Answer
$\frac{1}{3}+\frac{2}{3(6r+1)}$
Work Step by Step
The volume of a sphere, $V_\text{sphere}$, is given by
$$
V_\text{sphere}=\frac{4}{3}\pi r^3
,$$where $r$ is the radius of the circle. Therefore, the volume of the $3$ tennis balls with radius $r$ is
$$\begin{aligned}
3V_\text{sphere}&=3\left(\frac{4}{3}\pi r^3\right)
\\&=
4\pi r^3
.\end{aligned}$$
The volume of a cylinder, $V_\text{cylinder}$ is given by
$$
V_\text{cylinder}=\pi r^2h
,$$ where $r$ is the radius and $h$ is the height of the cylinder.
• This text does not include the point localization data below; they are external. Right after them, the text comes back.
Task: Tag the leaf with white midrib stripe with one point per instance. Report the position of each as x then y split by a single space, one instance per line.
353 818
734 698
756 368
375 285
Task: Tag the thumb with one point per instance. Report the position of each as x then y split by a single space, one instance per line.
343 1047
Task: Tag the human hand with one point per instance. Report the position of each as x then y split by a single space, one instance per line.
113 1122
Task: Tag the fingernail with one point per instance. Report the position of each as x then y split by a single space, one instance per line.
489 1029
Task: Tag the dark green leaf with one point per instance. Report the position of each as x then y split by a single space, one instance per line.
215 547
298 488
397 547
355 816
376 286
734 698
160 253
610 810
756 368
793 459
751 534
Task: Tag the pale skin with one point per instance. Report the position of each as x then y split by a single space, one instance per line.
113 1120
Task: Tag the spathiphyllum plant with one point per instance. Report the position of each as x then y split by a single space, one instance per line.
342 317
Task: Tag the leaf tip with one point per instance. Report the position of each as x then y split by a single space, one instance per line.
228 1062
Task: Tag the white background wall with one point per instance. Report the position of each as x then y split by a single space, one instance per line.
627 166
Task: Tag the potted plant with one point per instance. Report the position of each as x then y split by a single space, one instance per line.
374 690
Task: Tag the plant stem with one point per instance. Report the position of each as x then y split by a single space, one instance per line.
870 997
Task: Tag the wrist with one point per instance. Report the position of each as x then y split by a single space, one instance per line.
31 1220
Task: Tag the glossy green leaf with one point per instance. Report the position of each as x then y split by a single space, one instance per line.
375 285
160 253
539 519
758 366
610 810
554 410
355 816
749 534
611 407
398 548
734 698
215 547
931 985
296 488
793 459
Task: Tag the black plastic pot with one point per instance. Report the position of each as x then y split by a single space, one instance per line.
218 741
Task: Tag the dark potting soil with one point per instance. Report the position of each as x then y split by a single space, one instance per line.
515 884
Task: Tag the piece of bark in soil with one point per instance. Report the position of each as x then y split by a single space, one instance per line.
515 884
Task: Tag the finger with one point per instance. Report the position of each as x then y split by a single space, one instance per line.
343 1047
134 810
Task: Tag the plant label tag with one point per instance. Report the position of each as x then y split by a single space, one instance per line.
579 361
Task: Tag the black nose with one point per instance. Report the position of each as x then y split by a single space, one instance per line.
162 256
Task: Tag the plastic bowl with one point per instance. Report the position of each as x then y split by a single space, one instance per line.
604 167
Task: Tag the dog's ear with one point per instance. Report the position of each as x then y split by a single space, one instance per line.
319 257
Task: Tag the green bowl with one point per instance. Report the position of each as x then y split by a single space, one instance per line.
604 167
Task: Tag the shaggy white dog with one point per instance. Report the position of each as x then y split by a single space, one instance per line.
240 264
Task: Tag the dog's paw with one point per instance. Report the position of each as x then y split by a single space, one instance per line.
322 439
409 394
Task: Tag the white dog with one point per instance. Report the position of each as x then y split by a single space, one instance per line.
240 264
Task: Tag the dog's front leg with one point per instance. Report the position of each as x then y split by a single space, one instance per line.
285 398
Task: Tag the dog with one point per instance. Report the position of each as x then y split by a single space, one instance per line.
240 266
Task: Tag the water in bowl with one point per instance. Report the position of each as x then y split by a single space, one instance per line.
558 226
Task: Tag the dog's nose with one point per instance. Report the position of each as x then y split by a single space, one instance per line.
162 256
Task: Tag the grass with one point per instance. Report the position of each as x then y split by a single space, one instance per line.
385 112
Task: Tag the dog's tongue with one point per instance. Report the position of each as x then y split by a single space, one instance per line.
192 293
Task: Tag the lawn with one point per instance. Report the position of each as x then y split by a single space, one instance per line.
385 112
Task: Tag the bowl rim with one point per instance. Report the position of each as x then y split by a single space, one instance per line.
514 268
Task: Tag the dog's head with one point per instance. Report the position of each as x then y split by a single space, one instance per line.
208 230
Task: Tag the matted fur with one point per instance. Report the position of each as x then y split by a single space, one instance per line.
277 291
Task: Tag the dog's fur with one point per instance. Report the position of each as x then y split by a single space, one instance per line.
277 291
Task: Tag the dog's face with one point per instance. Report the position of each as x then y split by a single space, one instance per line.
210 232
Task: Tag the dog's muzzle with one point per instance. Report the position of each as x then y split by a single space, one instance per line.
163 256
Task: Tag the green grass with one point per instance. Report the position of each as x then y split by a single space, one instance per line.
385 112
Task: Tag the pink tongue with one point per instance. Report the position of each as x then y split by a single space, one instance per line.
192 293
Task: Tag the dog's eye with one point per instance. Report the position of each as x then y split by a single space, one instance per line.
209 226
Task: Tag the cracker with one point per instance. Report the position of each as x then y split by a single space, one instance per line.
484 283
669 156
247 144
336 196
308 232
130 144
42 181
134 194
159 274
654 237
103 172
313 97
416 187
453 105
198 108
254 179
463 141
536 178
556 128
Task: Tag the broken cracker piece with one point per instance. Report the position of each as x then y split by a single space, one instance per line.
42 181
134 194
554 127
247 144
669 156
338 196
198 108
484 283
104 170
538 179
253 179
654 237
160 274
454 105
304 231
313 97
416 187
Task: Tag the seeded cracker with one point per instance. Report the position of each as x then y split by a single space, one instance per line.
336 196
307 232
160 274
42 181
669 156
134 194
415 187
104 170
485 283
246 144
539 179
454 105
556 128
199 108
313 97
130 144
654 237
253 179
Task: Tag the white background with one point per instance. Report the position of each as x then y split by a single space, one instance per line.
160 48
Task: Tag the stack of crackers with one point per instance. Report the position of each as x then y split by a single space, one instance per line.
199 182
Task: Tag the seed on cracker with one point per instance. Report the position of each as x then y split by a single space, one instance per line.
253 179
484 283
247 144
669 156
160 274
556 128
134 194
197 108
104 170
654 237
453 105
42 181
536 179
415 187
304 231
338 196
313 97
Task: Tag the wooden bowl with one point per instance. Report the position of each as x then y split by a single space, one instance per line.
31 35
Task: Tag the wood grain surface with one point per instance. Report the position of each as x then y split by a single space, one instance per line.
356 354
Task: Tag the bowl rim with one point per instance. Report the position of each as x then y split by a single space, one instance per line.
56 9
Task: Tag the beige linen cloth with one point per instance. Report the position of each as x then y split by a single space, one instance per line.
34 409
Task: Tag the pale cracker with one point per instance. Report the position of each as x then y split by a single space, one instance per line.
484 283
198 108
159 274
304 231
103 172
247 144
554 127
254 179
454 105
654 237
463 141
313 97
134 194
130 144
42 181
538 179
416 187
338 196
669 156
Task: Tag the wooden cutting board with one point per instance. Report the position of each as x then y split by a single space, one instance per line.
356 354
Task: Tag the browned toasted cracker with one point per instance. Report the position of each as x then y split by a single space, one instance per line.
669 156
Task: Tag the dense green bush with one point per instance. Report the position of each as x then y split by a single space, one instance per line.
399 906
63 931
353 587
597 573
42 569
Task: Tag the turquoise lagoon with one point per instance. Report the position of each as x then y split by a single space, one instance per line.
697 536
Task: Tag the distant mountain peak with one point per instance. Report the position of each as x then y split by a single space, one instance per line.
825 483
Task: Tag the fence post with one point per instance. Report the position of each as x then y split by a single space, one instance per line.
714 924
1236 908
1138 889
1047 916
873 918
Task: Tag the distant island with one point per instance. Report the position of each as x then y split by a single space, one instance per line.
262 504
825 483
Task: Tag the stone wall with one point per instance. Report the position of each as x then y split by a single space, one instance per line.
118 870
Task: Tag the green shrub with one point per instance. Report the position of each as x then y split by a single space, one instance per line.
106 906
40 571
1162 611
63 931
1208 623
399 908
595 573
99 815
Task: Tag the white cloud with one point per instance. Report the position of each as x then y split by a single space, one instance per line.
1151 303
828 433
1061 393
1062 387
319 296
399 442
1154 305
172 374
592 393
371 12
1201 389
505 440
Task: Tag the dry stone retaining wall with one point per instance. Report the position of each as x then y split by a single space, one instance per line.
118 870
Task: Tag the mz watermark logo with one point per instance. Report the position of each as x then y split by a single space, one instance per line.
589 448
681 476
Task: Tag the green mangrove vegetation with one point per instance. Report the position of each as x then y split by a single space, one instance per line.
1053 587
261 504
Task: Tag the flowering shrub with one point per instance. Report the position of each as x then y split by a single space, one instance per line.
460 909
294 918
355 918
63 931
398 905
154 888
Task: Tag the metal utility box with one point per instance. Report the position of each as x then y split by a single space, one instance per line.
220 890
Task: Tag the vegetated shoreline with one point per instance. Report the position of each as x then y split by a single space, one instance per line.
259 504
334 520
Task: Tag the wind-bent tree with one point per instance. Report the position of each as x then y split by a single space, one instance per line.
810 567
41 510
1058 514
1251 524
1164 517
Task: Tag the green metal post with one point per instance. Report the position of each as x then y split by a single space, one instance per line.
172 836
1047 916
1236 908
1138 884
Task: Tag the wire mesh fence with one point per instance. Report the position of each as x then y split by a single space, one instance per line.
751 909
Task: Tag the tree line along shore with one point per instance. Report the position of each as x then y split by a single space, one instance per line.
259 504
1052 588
Therefore, the volume of the cylinder with radius, $r$, and height, $h=6r+1$, is
$$\begin{aligned}
V_\text{cylinder}&=\pi r^2(6r+1)
\\&=
6\pi r^3+\pi r^2
.\end{aligned}$$
When the $3$ tennis balls are placed inside the cylinder, the empty space, $V_\text{empty}$ is computed as
$$\begin{aligned}
V_\text{empty}&=V_\text{cylinder}-3V_\text{sphere}
\\&=
6\pi r^3+\pi r^2-4\pi r^3
\\&=
2\pi r^3+\pi r^2
.\end{aligned}
$$
Therefore, the part of the can that is empty is
$$\begin{aligned}
\frac{V_\text{empty}}{V_\text{cylinder}}&=\frac{2\pi r^3+\pi r^2}{6\pi r^3+\pi r^2}
\\&=
(2\pi r^3+\pi r^2)\div(6\pi r^3+\pi r^2)
.\end{aligned}$$
Using the long division method below, then
$$\begin{aligned}
&(2\pi r^3+\pi r^2)\div(6\pi r^3+\pi r^2)
\\&=
\frac{1}{3}+\frac{\color{red}{2\pi r^2}}{\color{red}{3}\color{blue}{(6\pi r^3+\pi r^2)}}
\\&=
\frac{1}{3}+\frac{2\pi r^2}{3\pi r^2(6r+1)}
\\&=
\frac{1}{3}+\frac{2}{3(6r+1)}
.\end{aligned}$$Hence, the fraction of the can that is empty is $\frac{1}{3}+\frac{2}{3(6r+1)}$.